Now, we wrap our getItems logic in an if-else branch

let cachedDate = Date.parse(localStorage.getItem("item-cache-date"));
let now = Date.now();
let difference = Math.round((now - cachedDate) / 1000);

Where if (difference < 120) => use cached values Else call server.

We must also cache the returned items from our other requests (i.e. Edit and Delete) since those also return an updated state of our todo items.

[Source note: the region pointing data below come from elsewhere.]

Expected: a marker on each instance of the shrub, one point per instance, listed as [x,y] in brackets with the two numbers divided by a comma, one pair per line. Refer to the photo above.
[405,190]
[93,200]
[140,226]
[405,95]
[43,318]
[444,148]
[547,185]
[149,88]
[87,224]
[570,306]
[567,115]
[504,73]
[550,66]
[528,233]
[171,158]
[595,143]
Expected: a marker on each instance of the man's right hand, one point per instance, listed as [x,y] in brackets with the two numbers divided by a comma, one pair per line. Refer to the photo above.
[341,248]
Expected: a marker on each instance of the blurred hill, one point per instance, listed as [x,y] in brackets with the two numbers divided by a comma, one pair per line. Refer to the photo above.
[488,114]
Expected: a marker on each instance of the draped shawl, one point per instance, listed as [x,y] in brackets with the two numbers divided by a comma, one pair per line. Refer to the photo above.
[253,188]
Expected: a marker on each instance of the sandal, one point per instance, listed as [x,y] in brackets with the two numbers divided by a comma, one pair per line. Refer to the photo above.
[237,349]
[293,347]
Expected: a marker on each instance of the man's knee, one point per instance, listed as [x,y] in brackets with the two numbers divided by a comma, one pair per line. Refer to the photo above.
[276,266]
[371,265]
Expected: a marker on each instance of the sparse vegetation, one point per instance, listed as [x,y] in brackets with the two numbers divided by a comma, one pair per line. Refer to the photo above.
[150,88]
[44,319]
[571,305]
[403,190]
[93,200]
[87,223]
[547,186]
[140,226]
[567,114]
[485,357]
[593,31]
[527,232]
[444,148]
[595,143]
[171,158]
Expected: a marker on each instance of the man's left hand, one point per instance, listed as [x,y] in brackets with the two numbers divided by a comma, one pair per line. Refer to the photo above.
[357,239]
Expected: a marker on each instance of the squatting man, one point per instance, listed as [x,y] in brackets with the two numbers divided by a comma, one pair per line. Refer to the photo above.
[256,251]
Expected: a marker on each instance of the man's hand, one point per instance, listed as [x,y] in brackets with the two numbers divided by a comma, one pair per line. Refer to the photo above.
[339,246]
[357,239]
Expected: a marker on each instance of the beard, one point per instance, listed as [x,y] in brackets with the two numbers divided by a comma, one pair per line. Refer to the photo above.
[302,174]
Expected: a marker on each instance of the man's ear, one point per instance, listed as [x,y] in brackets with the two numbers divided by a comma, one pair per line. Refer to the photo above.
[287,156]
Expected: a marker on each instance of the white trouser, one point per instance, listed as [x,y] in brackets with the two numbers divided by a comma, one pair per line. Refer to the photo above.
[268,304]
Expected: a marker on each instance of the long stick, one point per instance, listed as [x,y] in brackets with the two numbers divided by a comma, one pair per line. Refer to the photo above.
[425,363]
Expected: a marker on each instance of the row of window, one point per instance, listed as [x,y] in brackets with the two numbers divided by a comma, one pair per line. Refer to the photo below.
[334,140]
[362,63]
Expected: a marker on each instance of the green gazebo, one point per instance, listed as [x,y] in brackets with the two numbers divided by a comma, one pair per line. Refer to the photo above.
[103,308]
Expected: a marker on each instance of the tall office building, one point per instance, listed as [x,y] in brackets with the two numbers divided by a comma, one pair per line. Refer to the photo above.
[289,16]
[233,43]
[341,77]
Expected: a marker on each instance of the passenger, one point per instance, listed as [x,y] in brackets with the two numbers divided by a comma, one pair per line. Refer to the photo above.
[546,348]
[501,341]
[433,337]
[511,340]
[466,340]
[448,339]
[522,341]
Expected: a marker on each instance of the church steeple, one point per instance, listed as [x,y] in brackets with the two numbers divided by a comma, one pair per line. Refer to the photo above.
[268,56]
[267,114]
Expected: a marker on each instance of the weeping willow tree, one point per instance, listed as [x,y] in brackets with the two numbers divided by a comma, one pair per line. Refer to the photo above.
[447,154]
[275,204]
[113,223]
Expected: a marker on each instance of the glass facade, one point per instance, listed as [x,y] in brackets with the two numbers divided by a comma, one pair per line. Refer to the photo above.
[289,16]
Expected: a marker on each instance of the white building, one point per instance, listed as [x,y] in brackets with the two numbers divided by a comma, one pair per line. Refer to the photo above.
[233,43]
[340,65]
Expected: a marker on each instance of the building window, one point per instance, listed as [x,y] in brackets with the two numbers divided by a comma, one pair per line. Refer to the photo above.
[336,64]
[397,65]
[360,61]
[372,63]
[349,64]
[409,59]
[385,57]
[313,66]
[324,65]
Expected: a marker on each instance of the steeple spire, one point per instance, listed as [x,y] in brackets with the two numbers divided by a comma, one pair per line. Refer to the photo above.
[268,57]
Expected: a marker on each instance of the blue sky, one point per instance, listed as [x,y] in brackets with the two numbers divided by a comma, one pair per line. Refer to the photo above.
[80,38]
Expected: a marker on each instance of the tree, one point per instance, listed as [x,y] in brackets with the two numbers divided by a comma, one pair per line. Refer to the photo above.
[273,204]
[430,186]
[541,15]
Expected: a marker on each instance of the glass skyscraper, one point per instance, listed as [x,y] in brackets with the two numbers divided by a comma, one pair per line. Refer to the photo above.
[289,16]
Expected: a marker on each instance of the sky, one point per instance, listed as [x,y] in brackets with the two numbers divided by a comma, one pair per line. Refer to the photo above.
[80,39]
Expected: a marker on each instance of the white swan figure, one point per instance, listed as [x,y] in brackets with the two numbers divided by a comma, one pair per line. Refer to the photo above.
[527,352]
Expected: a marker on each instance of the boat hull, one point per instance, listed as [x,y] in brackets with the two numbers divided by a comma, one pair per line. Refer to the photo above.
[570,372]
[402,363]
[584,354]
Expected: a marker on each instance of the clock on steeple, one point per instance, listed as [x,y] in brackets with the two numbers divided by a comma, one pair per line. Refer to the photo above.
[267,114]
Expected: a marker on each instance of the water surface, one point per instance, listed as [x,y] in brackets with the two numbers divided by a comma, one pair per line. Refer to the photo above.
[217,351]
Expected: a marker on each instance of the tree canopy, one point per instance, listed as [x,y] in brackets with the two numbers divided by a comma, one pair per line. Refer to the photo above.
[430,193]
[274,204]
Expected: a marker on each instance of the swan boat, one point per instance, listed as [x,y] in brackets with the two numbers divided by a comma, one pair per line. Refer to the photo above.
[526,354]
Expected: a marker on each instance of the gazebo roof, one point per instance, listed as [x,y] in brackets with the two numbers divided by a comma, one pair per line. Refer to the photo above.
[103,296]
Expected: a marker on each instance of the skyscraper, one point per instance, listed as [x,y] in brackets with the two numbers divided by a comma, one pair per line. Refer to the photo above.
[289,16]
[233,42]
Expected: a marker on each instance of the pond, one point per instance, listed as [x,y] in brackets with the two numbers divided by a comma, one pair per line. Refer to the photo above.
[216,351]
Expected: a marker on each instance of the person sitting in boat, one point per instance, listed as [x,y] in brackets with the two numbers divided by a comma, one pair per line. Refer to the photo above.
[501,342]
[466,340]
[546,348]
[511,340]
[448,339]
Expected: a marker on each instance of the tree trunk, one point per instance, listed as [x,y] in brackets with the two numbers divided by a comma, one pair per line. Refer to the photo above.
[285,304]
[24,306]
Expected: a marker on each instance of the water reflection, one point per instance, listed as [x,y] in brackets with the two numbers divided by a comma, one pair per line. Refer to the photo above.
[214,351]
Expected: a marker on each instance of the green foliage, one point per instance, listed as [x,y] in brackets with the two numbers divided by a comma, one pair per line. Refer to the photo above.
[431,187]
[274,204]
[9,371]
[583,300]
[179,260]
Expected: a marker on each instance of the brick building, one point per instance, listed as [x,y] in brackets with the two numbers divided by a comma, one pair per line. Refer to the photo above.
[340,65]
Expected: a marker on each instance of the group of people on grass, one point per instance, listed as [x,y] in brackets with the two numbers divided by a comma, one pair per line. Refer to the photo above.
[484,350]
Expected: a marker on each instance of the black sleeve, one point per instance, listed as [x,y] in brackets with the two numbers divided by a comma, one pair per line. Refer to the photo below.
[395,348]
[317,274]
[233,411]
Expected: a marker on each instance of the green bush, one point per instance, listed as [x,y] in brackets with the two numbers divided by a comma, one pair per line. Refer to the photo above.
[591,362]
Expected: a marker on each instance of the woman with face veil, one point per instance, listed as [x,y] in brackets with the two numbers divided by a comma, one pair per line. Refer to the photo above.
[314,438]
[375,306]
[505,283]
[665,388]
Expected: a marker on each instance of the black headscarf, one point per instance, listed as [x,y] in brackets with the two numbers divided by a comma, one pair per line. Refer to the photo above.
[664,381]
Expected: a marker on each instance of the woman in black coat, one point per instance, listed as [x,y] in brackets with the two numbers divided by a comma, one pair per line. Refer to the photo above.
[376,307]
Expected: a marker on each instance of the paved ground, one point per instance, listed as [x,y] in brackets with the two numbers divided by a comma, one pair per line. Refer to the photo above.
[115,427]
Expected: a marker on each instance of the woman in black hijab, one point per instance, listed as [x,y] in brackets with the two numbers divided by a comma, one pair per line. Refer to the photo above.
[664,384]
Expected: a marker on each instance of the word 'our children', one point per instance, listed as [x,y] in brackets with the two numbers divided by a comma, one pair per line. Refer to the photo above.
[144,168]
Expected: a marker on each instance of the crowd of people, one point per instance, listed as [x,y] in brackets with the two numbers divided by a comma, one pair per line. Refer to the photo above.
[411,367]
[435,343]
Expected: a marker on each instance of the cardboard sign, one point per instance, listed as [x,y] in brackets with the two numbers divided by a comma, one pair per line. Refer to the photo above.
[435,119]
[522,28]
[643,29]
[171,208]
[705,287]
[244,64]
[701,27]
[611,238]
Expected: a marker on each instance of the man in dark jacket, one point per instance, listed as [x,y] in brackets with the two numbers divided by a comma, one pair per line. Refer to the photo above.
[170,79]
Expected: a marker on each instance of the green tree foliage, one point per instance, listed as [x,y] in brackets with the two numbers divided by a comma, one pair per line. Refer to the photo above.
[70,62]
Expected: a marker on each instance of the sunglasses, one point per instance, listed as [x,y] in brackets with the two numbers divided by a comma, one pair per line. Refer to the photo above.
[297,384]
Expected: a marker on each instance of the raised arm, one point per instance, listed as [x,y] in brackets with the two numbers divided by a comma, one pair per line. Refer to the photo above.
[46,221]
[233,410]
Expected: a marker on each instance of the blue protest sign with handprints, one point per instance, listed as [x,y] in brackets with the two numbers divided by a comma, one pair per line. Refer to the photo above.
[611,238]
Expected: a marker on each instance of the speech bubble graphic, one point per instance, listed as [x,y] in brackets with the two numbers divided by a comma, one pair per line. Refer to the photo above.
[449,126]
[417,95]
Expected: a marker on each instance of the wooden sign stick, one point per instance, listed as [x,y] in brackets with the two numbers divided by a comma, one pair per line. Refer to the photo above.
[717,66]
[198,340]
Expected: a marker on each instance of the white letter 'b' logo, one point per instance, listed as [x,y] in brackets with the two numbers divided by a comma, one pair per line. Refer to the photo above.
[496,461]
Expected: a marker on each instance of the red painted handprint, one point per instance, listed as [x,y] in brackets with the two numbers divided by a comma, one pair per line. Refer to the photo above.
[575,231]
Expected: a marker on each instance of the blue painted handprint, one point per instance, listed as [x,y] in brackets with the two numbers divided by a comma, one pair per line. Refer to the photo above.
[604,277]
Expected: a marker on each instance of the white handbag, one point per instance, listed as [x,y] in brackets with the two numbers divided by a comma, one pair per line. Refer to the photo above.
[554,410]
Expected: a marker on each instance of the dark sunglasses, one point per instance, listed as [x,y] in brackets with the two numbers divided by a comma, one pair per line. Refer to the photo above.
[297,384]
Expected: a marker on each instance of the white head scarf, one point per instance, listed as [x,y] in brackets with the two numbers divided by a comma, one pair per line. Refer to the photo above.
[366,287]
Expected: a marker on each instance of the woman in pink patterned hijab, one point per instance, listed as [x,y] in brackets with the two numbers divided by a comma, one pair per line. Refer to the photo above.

Now, we will only call the server to getItems if there has been no action by the user in the last 2 minutes. This extra call saved might not seem like a lot, but when we scale our app up to millions of users, our server — and our wallets– will be grateful we took extra care to do this caching.

Summary

• Cache data on the front-end if it is ok to not be 100% fresh, make sure to have an expiration on the cache so we don’t use un-fresh data indefinitely.

Conclusion

This covers all the functionality of our app, we now have a way to store shared ephemeral state on the backend so that API requests to different nodes do not behave differently, we added some nice logs so we can debug issues in the future and we cached our data on the front end to reduce the workload on our server. Next, we will be going over something that in a production setup we should be doing from the start, Testing!